Unfortunately, there is no way to specify the credentials, so I’ve had to ensure on the SVN server that “Everyone” has at least read-only access to the repositories.
When all files are downloaded and added to the local destination directory, we get a question which project to open from the project group, or the project group itself.

The default choice is to open the entire project group, which is fine of course.
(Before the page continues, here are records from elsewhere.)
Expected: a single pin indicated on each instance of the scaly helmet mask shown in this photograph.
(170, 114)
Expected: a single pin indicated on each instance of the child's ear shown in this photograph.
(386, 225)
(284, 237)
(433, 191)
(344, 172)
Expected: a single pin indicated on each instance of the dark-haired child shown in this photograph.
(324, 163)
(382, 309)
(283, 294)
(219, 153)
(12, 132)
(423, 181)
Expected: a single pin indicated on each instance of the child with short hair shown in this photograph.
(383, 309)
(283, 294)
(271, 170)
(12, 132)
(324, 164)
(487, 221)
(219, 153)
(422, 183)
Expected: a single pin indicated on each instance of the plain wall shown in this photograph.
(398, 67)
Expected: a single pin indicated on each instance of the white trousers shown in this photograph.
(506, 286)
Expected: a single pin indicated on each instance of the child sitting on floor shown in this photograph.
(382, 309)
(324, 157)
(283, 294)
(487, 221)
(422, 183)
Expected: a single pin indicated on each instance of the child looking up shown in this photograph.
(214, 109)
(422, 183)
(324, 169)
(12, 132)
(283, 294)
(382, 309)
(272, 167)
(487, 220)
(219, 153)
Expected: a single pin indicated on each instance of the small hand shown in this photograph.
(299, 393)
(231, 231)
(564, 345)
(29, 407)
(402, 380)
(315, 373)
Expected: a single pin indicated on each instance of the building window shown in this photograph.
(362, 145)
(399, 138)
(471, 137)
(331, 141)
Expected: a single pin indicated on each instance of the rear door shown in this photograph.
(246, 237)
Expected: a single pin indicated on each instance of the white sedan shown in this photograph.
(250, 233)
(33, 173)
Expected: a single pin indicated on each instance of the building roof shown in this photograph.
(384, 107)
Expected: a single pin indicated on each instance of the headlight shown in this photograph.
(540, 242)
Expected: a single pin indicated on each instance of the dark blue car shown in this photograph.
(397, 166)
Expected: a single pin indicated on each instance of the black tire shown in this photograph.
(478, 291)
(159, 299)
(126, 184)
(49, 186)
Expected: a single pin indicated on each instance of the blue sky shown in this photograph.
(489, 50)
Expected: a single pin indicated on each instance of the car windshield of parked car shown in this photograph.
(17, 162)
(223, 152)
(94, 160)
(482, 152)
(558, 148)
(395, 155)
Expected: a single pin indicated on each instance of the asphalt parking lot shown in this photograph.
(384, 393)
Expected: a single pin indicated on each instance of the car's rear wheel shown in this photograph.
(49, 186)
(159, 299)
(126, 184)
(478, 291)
This will open the project group with the two projects.
We can now right-click on the nodes in the Project Manager and select the Subversion options, like Commit (from the local directory to the server – not allowed, since we only have read-only access), Update (to get updates from the server), Show Log (to show the actions as well as any comments that were added, like the “These are the source files for the section on Delphi XE Third-Party Tools of Bob Swart's Delphi XE Development Essentials courseware manual.” comment), Clean, and Browse Repository (where we can see the files in the connected repository:

Note that you cannot save changes to my repository, since you can only read the files (and not write them). But you can open the projects from the repository, save them on your local disk and work with them.And whenever I post updates to these projects, you can retrieve the updates.

Other SVN Projects
Note that the Delphi XE sample projects themselves are also available on SVN. Project samples (previously called Demos) are installed by both the Delphi XE and the C++Builder XE installer.The samples are also checked into Subversion at SourceForge. You can check this location for additions or updates to the samples.
Finally, the Open Tools API integration of SVN in Delphi XE itself is also available in SourceForge.